Neil McDonough

Real estate since the coup

Property developers are putting their trust in the new regime.


Before starting on this blog, it seems poignant to make it clear that this regular real estate blog is primarily about Bangkok real estate and not a soap-box to air political views. Like most expats that have been living in Bangkok a good number of years, I have no affiliation with one political movement or the other. The Yellow and Red shirts to me seem to be pretty much as good and bad as each other and once in power there is little to choose between them. So I will be keeping any political views I do or don't have, out of the following article.

Also like most expats in Thailand in whatever industry we work in, all we want is political and more importantly economic stability so we can get on with our daily lives and livelihoods, something in short supply in the years I have been living in Thailand.

Despite the disparaging reports the Western media seem to revel in when referring to the current so-called military junta that governs in Thailand at present, most expats I have encountered in all types of workplaces in Thailand seem to think the Thai army have brought a much needed stability to Thailand.

Of course the biased Western media who sometimes don't understand a situation fully, prefer to report on sensational, if not ludicrous stories, rather than doing a bit more research to report the truth. A rather comical such report appeared in the well-respected Times newspaper in the UK last week claiming how people were protesting against the Thai Army by publicly eating sandwiches is typical of such international views.

However for seasoned expats in general, life has rarely been more stable in Thailand. And how has this affected the Thai real estate market?

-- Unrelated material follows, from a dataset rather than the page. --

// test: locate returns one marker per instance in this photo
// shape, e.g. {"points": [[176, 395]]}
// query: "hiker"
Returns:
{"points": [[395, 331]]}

To answer the question I have to divide the answers between short-term and long-term.

In the immediate aftermath of the coup, many embassies, governments and international companies or investors immediately blackballed Thailand, a typical knee jerk reaction. Suspecting the worst and no doubt egged on by the Western media they warned their respective citizens to avoid Thailand for the foreseeable future.

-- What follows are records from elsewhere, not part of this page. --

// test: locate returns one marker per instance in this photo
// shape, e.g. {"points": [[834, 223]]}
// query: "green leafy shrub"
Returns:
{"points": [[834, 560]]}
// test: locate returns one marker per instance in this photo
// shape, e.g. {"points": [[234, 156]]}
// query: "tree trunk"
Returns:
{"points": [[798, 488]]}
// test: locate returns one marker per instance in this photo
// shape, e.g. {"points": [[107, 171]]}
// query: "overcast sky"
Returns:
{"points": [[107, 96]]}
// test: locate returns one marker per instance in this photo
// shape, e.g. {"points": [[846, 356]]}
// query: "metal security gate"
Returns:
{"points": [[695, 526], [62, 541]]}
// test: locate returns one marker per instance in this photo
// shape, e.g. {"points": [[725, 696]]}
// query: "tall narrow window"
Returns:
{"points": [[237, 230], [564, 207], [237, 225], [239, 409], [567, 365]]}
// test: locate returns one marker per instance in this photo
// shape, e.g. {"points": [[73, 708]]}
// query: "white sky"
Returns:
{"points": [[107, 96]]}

Of course armed with such official warnings, many expats who had planned to come and work in Bangkok decided against it, after all when your own officials warn you, it is natural to think that they know better. This of course led to a relatively quiet period for Bangkok real estate as the market had to find its feet in this new military-run Thailand. Markets of any sort hate uncertainty and when uncertainty is all that people can see they naturally prefer to sit it out, and wait.

Fortunately for the Bangkok real estate market, the short-term passed fairly quickly and within 4-6 weeks, the market and certainly the expats already living in Thailand realized that the new regime were fulfilling promises, and acting as a stable force. In fact the announcement that their rule will last over a year brought a good bit of stability to most businesses. Landlords and home owners could relax and tenants could safely search for 12 month rentals with confidence.

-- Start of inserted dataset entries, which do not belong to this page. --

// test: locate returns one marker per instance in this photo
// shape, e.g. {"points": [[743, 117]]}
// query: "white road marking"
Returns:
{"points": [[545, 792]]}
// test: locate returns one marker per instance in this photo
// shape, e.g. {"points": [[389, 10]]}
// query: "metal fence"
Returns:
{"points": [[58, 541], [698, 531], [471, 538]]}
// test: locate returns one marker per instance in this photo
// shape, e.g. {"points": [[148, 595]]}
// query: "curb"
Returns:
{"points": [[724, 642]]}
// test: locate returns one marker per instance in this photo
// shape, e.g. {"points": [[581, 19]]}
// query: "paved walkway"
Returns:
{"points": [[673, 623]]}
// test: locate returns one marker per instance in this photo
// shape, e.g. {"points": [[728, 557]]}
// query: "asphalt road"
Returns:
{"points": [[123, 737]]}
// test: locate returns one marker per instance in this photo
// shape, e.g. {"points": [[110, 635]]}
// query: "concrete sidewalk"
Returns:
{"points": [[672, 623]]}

Of course no action can occur in isolation and the military coup in Thailand is no exception. Any expat will already know that despite shortcomings of the domestic politics in Thailand, the SE Asian region is still on course to enter in to the AEC (ASEAN Economic Community) and many small and big businesses are preparing for this regardless of the political situation. Therefore residential and commercial real estate still is being built in central and urban areas of Bangkok at a quick pace.

One set of projects that illustrate this well are the fast paced developments of the EMQuartier, EMSphere and refurbishment of the Emporium all located in central Sukhumvit near Phrom Phong BTS.

Not content with having one large (by Western standards) luxury shopping plaza located near Phrom Phong BTS, the owners of the existing Emporium have decided to build not one, but two more huge luxury shopping plazas next to the existing Emporium. And if that was no enough, they have decided to also renovate the Emporium plaza almost fully, including the alteration of the sky-bridge to the BTS Phrom Phong station.

If any visiting or residing Westerner ever wanted confirmation of what those who run big business in Thailand think of the new regime, then this is it. Surely if there was a sense of fear or worry that the current regime may have a negative impact on the Thai economy then real estate projects like this massive amount of new retail space would be halted or at least slowed down - neither has occurred. 

This in addition to the dozens of huge condo developments that have opened their doors or still under construction illustrate perfectly that the people that control the economy and are highly well-connected clearly trust that Thailand is headed in the right direction, despite whatever a UK newspaper or US TV station may report.


Neil McDonough is a Director of EasyHomes Property Services Co., Ltd. which specializes in renting and selling Bangkok residential and commercial property to expats. You can contact him directly with any questions or queries relating to Thai real estate




Comments

my opinion.... real estate development in general is gone over the top.
and it doesn't mean that your last four paragraphs are reassurance of future gains in real estate.
countries around the world have had similar experiences for local and foreigner investors and unfortunately many have lost money on the way.
the way I see it is simple... the average salaries people earn in this country don't justify the cost of buying real estate.